Medicare is a Federal government program that provides basic health insurance
coverage for approximately 39 million Americans. However, it is not solely a
program for the elderly. Nearly 13 percent of all Medicare beneficiaries qualify
because of disability. Roughly the same percentage of all cochlear implant users
in the United States are currently Medicare beneficiaries.
Eligibility under Medicare is automatic for any United States citizen over
the age of 65, or if they meet the Social Security Administration
definition of disability and have been receiving Supplemental Security Income (SSI)
payments for at least two years (see http://www.ssa.gov.)
Carrie Lucas of the
Colorado Cross-Disability Coalition writes us to tell us
this is not correct. That SSI recipients receive Medicaid for as long as
they are on SSI. Social Security Disability Insurance (SSDI) recipaints
receive Medicare after 2 years of benefits.

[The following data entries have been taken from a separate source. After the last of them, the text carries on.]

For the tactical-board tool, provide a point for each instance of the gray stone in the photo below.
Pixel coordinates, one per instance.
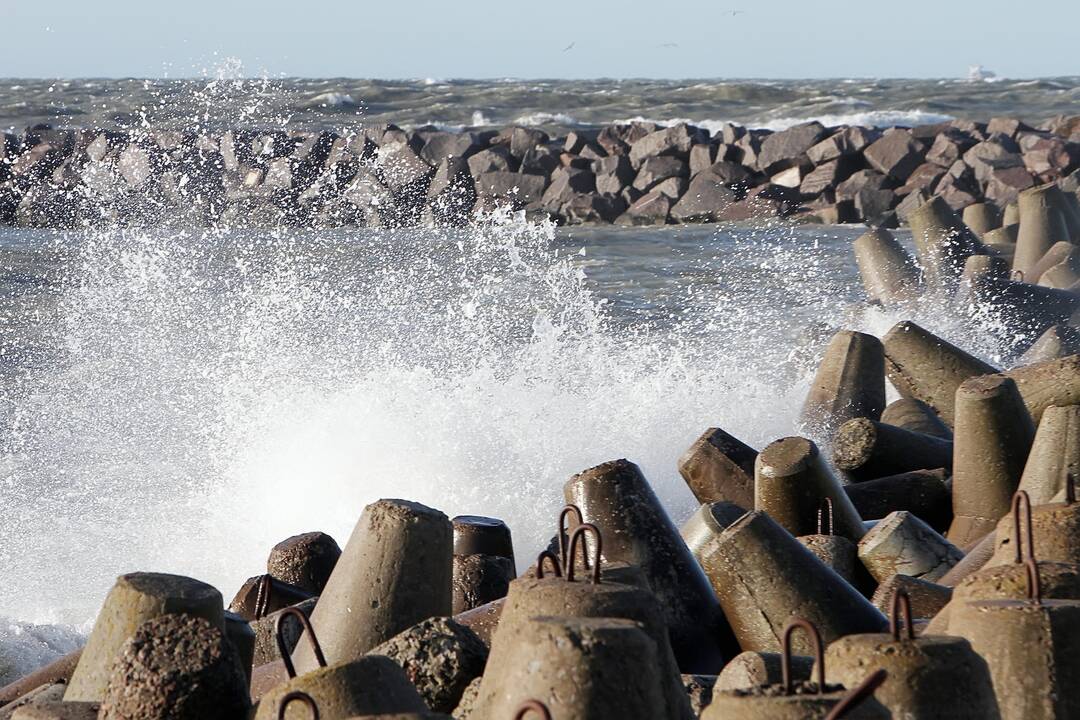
(613, 173)
(787, 148)
(650, 208)
(704, 200)
(655, 170)
(674, 141)
(441, 657)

Medicare laws and regulations are enormous and complex. They create unique
challenges for cochlear implant patients, providers, and manufacturers. The
following summarizes the Medicare requirements that may assist all of these
entities in securing appropriate Medicare reimbursement for cochlear implants
services:
- COCHLEAR IMPLANTS
Medicare defines cochlear implants as a prosthetic device, covered under the
Durable Medical Equipment, Prosthetics, Orthotics, and Supplies (DMEPOS)
benefit. Under Medicare regulations, prosthetic devices are those that
"replace all or part of an internal body organ….or all or part of the
function of a permanently inoperative or malfunctioning internal body organ [42
CFR 410.36(a)(2) and 414.202]."
Medicare has established a national coverage policy for cochlear implant
services under the Medicare Coverage Issues Manual (CIM) §65-141.
These criteria are binding on all Medicare intermediaries and carriers, and
consistent with the Food and Drug Administration (FDA) criteria for cochlear
implant candidates.
The FDA has approved cochlear implants for marketing in adults since 1985,
and children since 1990. Effective May 1, 1998, Medicare expanded its coverage
criteria to include prelingual and perilingual populations, subsequent to FDA
approval for these populations in 1995.
- Cochlear implant surgery
The cochlear implant surgery may be covered under either Part A or B,
depending on whether the surgery is performed on an inpatient or outpatient
basis. Medicare payment under Part A is significantly lower than Part B. As a
result, the majority of cochlear implant surgeries under Medicare are
generally performed as an outpatient procedure, and reimbursed under Part B.
Hospitals purchase the device directly from the manufacturer, and are
directly reimbursed from Medicare. Because neither Part A or Part B payment
reimburse the full acquisition cost of the device, hospitals generally incur a
significant financial loss from Medicare cochlear implant surgeries.
Part A
Part A reimburses for inpatient hospital services on the basis of diagnosis
related groups (DRGs).
Cochlear implantation performed on an inpatient basis has been assigned to
DRG 49, Major Head and Neck procedures. Reimbursement to hospitals under DRG
49 averages under $9,000 nationwide, and are billed using ICD-9 diagnosis code
20.98. This all-inclusive global fee represents Medicare reimbursement for all
inpatient costs, with the exception of the physician’s professional fee that
is paid separately under Part B using CPT code 69930. There is no separate
payment for the cost of the cochlear implant system.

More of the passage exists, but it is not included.